Underrated Phrase – 助かりました

tasukarimashita

While Japanese does have a high tolerance for repetition and redundancy, it’s important to expand your vocabulary. Throwing in a 大好物 instead of 好き (for food only!), knowing how to vary your いい, using some onomatopoeia instead of regular adjectives  – they’re all part of the don’t-sound-like-a-dope game we non-native speakers play.

Arguably the single most repeated phrase is the simple ありがとうございます (which I have a lot of trouble pronouncing – I hate that friggin り!). Sure, this is relatively easy to mix up with ありがとう, どうも, or even あざーす (for comedic effect), but these still lie within the sphere of the basic term for “Thank you.”

So how do you express your gratitude in a different way? The word you are looking for is 助かる. I’m sure you’re more familiar/comfortable with its transitive cousin 助ける, which means to help/save.

(Quick sidenote: if you’re trying to say help as in “help someone do relatively simple thing X,” then you’re probably looking for the verb 手伝う. 助ける is closer to “save someone’s life” than “help erase the chalkboard.”)

Don’t even think about what 助かる means – that’s not the goal here. The goal is to figure out the usage. I don’t remember a specific incident when I learned this, but I do remember the fact that people often said 助かった or 助かりました after I’d done something nice/helpful.

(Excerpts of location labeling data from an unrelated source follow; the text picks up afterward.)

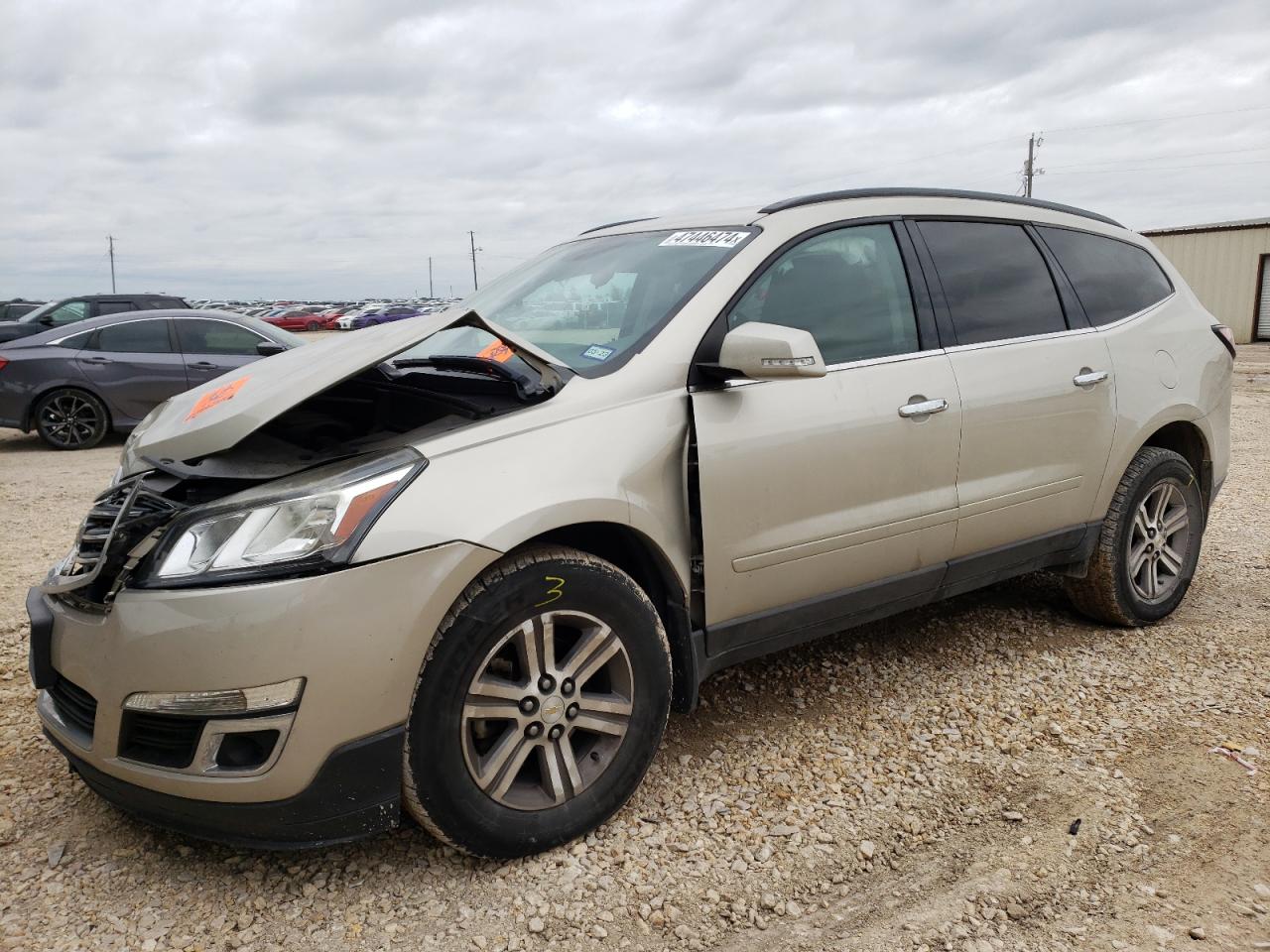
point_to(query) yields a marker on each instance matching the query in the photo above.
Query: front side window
(134, 338)
(994, 280)
(846, 287)
(1112, 278)
(199, 336)
(590, 302)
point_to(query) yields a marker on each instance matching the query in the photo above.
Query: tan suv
(465, 563)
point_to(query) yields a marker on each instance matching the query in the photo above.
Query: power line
(471, 238)
(1030, 171)
(1161, 168)
(1161, 118)
(1153, 158)
(959, 150)
(974, 146)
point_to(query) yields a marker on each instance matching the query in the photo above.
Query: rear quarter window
(1112, 278)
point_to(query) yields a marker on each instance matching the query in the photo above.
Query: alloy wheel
(1160, 540)
(548, 710)
(68, 420)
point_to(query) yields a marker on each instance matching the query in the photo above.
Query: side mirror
(770, 352)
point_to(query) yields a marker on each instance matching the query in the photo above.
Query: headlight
(307, 522)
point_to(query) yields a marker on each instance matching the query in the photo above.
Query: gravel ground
(910, 784)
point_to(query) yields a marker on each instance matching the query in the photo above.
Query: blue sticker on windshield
(598, 353)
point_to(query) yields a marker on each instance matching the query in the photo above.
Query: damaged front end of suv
(198, 502)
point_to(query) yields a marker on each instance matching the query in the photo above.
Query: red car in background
(296, 318)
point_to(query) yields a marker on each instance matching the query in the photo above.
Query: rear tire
(540, 705)
(71, 419)
(1150, 543)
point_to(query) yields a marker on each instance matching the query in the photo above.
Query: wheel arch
(1187, 439)
(640, 557)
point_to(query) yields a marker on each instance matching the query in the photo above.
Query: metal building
(1227, 266)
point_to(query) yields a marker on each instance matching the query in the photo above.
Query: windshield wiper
(526, 389)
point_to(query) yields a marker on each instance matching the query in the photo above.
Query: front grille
(119, 518)
(163, 740)
(75, 706)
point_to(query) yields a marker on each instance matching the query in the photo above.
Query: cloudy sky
(325, 149)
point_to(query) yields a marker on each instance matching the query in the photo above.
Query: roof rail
(615, 223)
(933, 193)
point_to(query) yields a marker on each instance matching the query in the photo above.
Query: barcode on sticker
(706, 239)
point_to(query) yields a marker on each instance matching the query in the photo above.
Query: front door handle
(920, 407)
(1087, 377)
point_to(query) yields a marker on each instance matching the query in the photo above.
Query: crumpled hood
(218, 414)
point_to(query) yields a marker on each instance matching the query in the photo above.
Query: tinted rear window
(200, 336)
(135, 338)
(1112, 278)
(994, 280)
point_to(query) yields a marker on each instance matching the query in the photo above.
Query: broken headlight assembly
(302, 525)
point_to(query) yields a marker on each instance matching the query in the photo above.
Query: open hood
(217, 416)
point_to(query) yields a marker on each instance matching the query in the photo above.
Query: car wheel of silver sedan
(540, 706)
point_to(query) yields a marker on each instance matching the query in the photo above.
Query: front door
(1038, 397)
(820, 500)
(134, 367)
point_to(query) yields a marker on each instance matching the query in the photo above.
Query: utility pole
(471, 238)
(1030, 169)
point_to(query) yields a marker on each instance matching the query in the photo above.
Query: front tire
(1150, 543)
(540, 705)
(71, 419)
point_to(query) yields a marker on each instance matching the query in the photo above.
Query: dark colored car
(395, 312)
(73, 385)
(71, 309)
(16, 308)
(296, 318)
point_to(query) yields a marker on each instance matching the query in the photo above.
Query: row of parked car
(77, 368)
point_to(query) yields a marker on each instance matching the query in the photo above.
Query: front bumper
(358, 638)
(356, 793)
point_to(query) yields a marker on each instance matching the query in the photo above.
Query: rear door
(211, 348)
(134, 366)
(1038, 397)
(820, 500)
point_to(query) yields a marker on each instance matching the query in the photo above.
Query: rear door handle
(924, 408)
(1087, 377)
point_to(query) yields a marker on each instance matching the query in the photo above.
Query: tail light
(1223, 333)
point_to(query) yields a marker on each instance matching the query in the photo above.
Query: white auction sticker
(706, 239)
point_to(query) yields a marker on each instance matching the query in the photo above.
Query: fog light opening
(245, 751)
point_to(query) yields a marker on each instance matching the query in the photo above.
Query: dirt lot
(910, 784)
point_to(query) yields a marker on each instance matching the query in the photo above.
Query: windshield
(593, 302)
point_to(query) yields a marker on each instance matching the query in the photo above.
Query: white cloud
(326, 149)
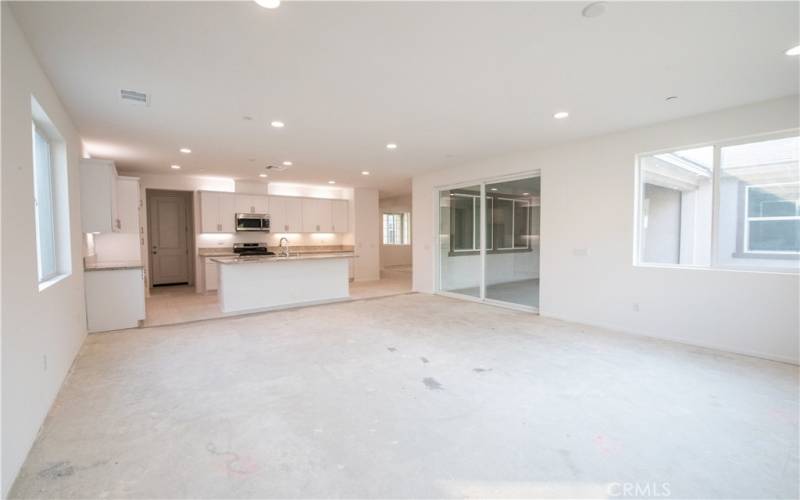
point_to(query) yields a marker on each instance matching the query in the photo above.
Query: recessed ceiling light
(594, 9)
(269, 4)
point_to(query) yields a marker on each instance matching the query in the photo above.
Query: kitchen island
(258, 283)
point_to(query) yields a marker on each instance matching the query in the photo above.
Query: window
(44, 203)
(755, 188)
(50, 199)
(397, 229)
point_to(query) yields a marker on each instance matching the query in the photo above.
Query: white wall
(394, 255)
(367, 234)
(587, 204)
(50, 324)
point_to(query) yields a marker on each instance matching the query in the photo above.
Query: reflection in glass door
(507, 270)
(459, 241)
(512, 253)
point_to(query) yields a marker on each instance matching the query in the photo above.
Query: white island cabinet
(263, 283)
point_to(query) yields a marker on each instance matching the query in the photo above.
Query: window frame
(44, 276)
(747, 218)
(403, 231)
(714, 263)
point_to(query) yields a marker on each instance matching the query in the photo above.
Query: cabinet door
(341, 216)
(293, 214)
(310, 224)
(227, 212)
(209, 212)
(244, 204)
(261, 204)
(128, 204)
(277, 215)
(212, 275)
(325, 216)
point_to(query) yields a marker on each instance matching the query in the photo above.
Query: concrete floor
(169, 305)
(412, 396)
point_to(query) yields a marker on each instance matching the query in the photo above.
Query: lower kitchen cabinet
(212, 275)
(114, 298)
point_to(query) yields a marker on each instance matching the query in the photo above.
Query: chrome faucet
(285, 248)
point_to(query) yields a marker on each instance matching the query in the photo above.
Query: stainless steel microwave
(252, 222)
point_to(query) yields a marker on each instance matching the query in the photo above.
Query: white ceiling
(448, 82)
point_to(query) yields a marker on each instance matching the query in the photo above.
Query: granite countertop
(255, 259)
(112, 265)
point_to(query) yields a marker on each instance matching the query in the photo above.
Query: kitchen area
(176, 249)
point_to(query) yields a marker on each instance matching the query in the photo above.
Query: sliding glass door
(512, 245)
(489, 241)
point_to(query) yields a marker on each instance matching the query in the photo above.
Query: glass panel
(503, 222)
(45, 220)
(759, 212)
(675, 207)
(459, 240)
(512, 269)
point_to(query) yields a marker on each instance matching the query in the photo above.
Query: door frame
(190, 233)
(482, 182)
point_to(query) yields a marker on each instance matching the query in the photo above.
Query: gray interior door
(169, 247)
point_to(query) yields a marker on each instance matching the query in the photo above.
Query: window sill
(43, 285)
(759, 270)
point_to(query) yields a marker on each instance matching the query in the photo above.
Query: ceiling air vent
(134, 97)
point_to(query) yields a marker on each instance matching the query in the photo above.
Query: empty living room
(400, 249)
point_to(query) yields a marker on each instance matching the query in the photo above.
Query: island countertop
(256, 259)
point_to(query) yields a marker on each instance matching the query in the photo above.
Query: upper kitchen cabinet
(251, 204)
(286, 214)
(217, 212)
(340, 212)
(128, 204)
(317, 217)
(99, 209)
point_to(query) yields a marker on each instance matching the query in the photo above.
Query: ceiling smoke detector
(134, 97)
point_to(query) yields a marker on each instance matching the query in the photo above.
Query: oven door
(248, 222)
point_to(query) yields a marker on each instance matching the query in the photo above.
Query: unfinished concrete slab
(412, 396)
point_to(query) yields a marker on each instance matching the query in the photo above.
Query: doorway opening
(489, 241)
(170, 238)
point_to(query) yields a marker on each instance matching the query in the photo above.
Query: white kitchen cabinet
(317, 217)
(340, 215)
(251, 204)
(114, 298)
(212, 275)
(217, 212)
(128, 204)
(99, 210)
(286, 214)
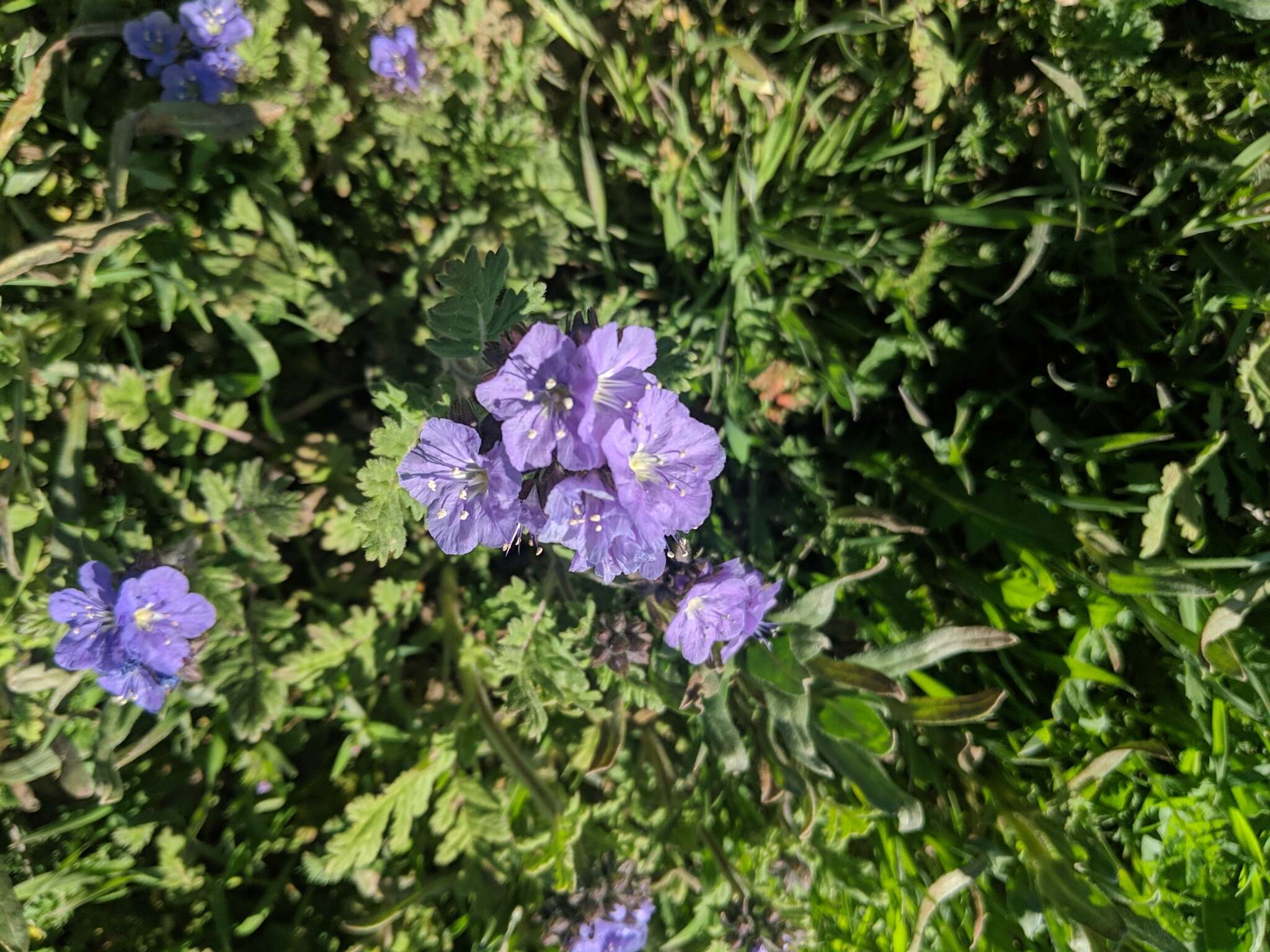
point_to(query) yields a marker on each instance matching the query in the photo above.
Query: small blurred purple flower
(585, 516)
(215, 23)
(224, 63)
(138, 682)
(93, 640)
(618, 361)
(726, 607)
(159, 616)
(154, 38)
(473, 498)
(664, 461)
(397, 59)
(534, 395)
(620, 931)
(192, 82)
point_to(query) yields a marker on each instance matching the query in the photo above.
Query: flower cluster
(139, 639)
(723, 606)
(621, 930)
(610, 917)
(621, 462)
(214, 29)
(395, 58)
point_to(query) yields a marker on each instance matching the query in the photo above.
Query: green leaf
(402, 801)
(468, 314)
(871, 780)
(125, 400)
(1109, 760)
(326, 648)
(964, 708)
(1161, 586)
(934, 648)
(394, 438)
(776, 667)
(722, 734)
(383, 516)
(1253, 9)
(856, 677)
(263, 509)
(1065, 82)
(814, 607)
(1227, 617)
(198, 120)
(949, 885)
(855, 720)
(14, 936)
(790, 716)
(30, 767)
(260, 350)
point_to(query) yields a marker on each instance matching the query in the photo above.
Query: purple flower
(662, 464)
(534, 395)
(621, 931)
(193, 82)
(215, 23)
(587, 517)
(138, 682)
(397, 59)
(155, 38)
(159, 616)
(726, 606)
(473, 499)
(93, 640)
(223, 63)
(618, 361)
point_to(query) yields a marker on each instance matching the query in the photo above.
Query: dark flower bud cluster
(210, 70)
(750, 930)
(610, 917)
(621, 643)
(141, 639)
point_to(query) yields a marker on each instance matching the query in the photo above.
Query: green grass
(1005, 268)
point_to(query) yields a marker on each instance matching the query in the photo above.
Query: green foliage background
(1016, 257)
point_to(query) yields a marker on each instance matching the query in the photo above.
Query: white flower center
(146, 616)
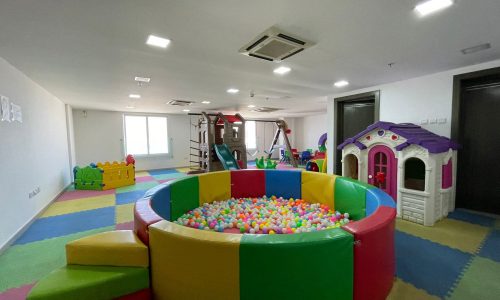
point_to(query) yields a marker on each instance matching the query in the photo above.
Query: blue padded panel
(375, 198)
(160, 200)
(284, 183)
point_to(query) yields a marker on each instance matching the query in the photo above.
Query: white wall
(413, 100)
(33, 153)
(99, 138)
(308, 129)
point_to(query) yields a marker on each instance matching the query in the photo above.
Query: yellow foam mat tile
(456, 234)
(124, 213)
(71, 206)
(318, 188)
(215, 186)
(112, 248)
(196, 252)
(406, 291)
(142, 174)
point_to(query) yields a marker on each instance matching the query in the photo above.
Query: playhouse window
(351, 166)
(146, 135)
(414, 174)
(250, 135)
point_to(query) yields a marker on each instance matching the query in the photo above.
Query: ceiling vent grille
(180, 102)
(275, 45)
(265, 109)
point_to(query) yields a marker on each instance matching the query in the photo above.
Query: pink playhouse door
(382, 169)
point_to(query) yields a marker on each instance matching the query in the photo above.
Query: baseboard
(26, 225)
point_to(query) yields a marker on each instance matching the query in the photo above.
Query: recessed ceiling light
(282, 70)
(157, 41)
(430, 6)
(142, 79)
(476, 48)
(341, 83)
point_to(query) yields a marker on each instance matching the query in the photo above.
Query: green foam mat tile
(24, 264)
(90, 282)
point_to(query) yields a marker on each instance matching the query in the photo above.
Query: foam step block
(112, 248)
(90, 282)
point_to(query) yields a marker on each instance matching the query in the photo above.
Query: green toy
(88, 178)
(269, 164)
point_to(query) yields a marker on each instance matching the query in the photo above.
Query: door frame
(455, 111)
(456, 98)
(338, 118)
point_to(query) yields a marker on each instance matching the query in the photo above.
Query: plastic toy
(105, 176)
(413, 165)
(268, 164)
(319, 163)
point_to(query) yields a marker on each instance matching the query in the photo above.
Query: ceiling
(87, 53)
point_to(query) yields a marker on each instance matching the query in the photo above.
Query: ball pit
(263, 215)
(354, 260)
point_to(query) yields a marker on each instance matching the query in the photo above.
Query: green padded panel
(90, 282)
(320, 264)
(184, 195)
(350, 197)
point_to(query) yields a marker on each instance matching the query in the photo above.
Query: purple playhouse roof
(414, 135)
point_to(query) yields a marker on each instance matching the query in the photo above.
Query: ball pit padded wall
(91, 282)
(303, 254)
(248, 183)
(214, 186)
(193, 264)
(160, 201)
(374, 255)
(318, 188)
(286, 184)
(347, 195)
(111, 248)
(184, 195)
(173, 269)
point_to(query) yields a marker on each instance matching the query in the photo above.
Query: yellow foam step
(112, 248)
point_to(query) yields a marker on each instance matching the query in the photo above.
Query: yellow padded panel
(112, 248)
(215, 186)
(207, 261)
(318, 188)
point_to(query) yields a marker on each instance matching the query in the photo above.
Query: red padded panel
(144, 294)
(248, 183)
(374, 254)
(144, 216)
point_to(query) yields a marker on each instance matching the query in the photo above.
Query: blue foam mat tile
(163, 172)
(471, 217)
(428, 265)
(491, 246)
(129, 197)
(61, 225)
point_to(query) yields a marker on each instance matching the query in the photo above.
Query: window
(250, 135)
(146, 135)
(415, 174)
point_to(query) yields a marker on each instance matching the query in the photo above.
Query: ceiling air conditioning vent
(275, 45)
(180, 102)
(265, 109)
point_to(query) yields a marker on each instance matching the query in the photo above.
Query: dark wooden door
(353, 117)
(478, 173)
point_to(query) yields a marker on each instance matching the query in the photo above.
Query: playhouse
(413, 165)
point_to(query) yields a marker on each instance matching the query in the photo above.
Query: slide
(225, 157)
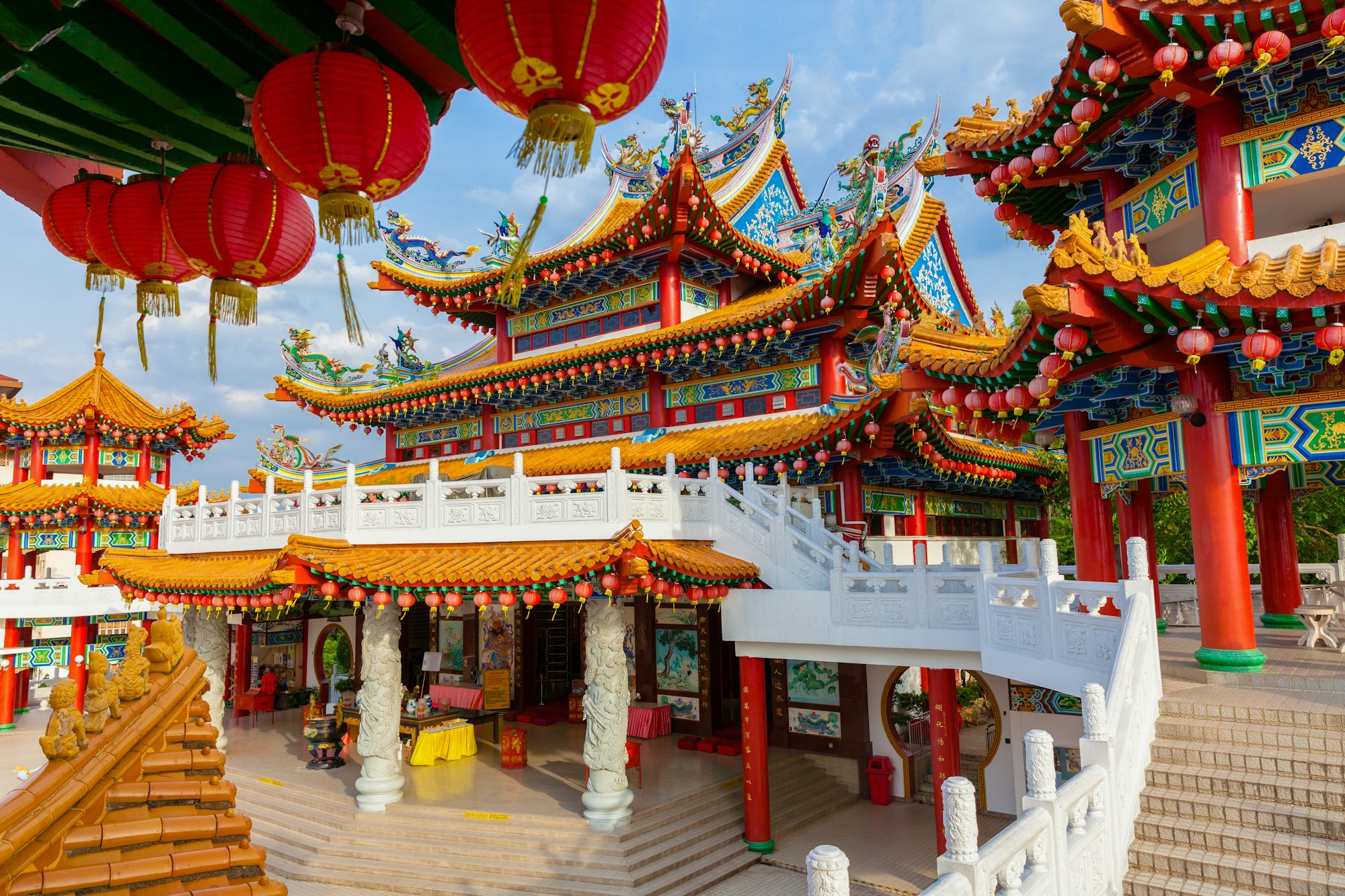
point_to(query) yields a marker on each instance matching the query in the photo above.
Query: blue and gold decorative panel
(633, 403)
(1164, 201)
(436, 435)
(935, 280)
(974, 507)
(700, 296)
(742, 385)
(641, 294)
(1305, 150)
(880, 501)
(1139, 454)
(59, 540)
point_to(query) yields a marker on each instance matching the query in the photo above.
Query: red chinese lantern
(1223, 58)
(1261, 346)
(65, 220)
(1066, 138)
(1332, 338)
(127, 233)
(1054, 368)
(1086, 112)
(1046, 157)
(1071, 341)
(1019, 399)
(1272, 48)
(341, 127)
(563, 67)
(241, 228)
(1171, 60)
(1104, 72)
(1195, 343)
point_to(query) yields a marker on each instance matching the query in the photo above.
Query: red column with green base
(757, 787)
(1219, 538)
(945, 745)
(1277, 549)
(1136, 520)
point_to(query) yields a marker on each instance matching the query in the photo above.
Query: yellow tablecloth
(450, 744)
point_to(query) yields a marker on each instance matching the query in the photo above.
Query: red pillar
(38, 462)
(1277, 549)
(91, 466)
(757, 787)
(1229, 642)
(9, 678)
(658, 407)
(79, 655)
(243, 661)
(1226, 206)
(832, 353)
(1096, 555)
(945, 745)
(670, 292)
(504, 342)
(1136, 520)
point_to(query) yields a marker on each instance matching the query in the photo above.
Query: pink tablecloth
(461, 696)
(649, 720)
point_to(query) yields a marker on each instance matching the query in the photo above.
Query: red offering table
(462, 696)
(649, 720)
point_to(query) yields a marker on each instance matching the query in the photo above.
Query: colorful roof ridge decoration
(143, 807)
(453, 565)
(116, 405)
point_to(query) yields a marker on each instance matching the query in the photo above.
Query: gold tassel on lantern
(354, 331)
(235, 302)
(346, 217)
(558, 140)
(512, 284)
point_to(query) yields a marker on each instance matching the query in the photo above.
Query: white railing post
(829, 872)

I started throwing it around with decent results.

It doesn’t substitute for ありがとうございます in all cases, but if someone has done you a favor then 助かりました is a really nice way to say that you appreciated what they did for you, especially if the favor was unexpected. I should probably note that even the distal form of this pattern is a slightly casual – don’t go using it on the emperor.

And just for fun let’s look at it literally. I mentioned transitive up there somewhere, but I think 助かる is best considered a passive tense verb. When you say it with the zero pronoun, you become the subject of 助かりました. (私が)助かりました is what you should be thinking to yourself when you say it. Literally, (bear with me here) “I was helped.” And there’s more invisible people involved in this one word sentence, of course. The complete sentence with all invisible individuals accounted for looks like this: (私が君に)助かりました, or “I was helped by you.” In normal English, “What you did for me was a big help.” Maybe even more naturally, “I really appreciate what you did for me.”

But you don’t need to think about it too much. Just throw it out there when somebody does something nice for you. Get used to it, yo.